Travel blogs by Travellerspoint

Day 105 – 106 – Casa Msika

5th – 6th January 2012

sunny 31 °C

Well, if everyone didn’t suddenly start speaking Portuguese I’d have been damned. One minute communication was sixty percent speech and forty percent body language; the next it was thirty percent speech (English with an ‘o’ at the end of every word and not as effective as first hoped) and seventy percent charades. After the border we’d made a bee line for a place we’d seen advertised on the road and in ‘the book.’ It was called Casa Msika and offered fishing and camping. Set on the shores of a dam whose name I’ve forgotten and you probably don’t need to know anyway the place was a fairly pretty spot. There were mountains in the far distance, blue skies above and mango trees heavy with fruit all around us.

That same evening we bumped into the children of the current owners as they came running to see what Laura had stepped on and subsequently squeaked at. Laura had bent down to wipe the ants from her feet, when a chameleon simultaneously decided that the upturned heel of the flip flop looked like a nice spot to relax. As Laura set off she partially squished him. (No bones were broken you nature lovers.) We’d noticed the girls feeding a rather large juvenile African Hawk Eagle just seconds before the incident and over the next twenty four hours they introduced us to a Spotted Eagle Owl, two duikers, a pig, about fifteen million cats, a duckling, two rabbits and a baby bush baby.

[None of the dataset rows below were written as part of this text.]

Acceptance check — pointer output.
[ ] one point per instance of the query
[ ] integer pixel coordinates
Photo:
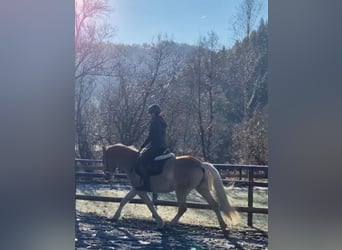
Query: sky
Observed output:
(140, 21)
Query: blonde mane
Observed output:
(130, 147)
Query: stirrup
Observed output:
(142, 188)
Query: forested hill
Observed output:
(214, 99)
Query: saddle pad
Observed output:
(163, 157)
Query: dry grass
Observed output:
(192, 216)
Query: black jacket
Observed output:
(157, 133)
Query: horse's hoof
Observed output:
(160, 225)
(226, 233)
(114, 219)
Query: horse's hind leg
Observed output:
(123, 202)
(181, 199)
(150, 206)
(205, 192)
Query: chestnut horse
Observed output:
(181, 174)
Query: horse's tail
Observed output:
(216, 187)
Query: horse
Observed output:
(181, 174)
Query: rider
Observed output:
(155, 144)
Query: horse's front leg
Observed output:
(149, 203)
(123, 202)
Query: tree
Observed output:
(91, 33)
(139, 82)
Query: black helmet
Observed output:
(154, 108)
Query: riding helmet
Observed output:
(154, 108)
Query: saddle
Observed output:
(156, 166)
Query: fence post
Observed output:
(250, 195)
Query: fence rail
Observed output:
(250, 169)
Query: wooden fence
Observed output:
(94, 169)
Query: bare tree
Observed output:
(246, 65)
(141, 80)
(91, 59)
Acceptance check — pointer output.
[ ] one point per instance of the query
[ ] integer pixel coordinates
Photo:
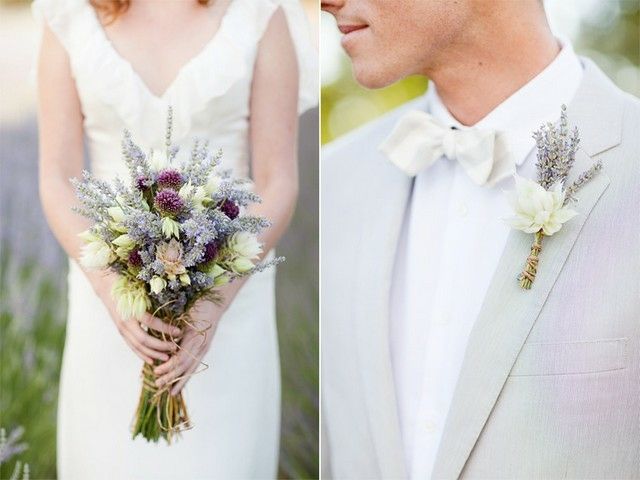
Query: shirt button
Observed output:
(430, 426)
(443, 319)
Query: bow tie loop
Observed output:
(418, 140)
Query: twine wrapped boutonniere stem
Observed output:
(540, 207)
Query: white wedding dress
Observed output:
(235, 403)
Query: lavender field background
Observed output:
(33, 281)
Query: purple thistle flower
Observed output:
(168, 201)
(143, 182)
(135, 259)
(210, 251)
(230, 209)
(170, 179)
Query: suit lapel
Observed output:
(383, 211)
(508, 313)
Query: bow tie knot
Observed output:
(418, 140)
(449, 143)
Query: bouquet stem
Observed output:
(528, 275)
(159, 414)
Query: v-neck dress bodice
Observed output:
(235, 403)
(210, 95)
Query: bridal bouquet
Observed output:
(174, 234)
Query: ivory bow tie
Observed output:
(418, 140)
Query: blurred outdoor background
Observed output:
(33, 273)
(607, 31)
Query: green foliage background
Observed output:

Casa Msika was my chance to break my new rod’s duck and catch a fish. As I marvelled at the snail lined shores of this freshwater lake I wondered how long it would be before Laura and I both get bilharzia. Yet after two days fishing the duck was not broken; I had caught no fish. We got back to the campsite to find an overland truck of Germans and a very recently engaged Irish couple. Sadly for the Irish couple the Germans were complaining that the Irish had organised a private dinner the previous evening and now had their own room to ‘celebrate’ their new status. The Germans believed that Irish bliss was segmenting the group. Everyone else believed the Germans were idiots.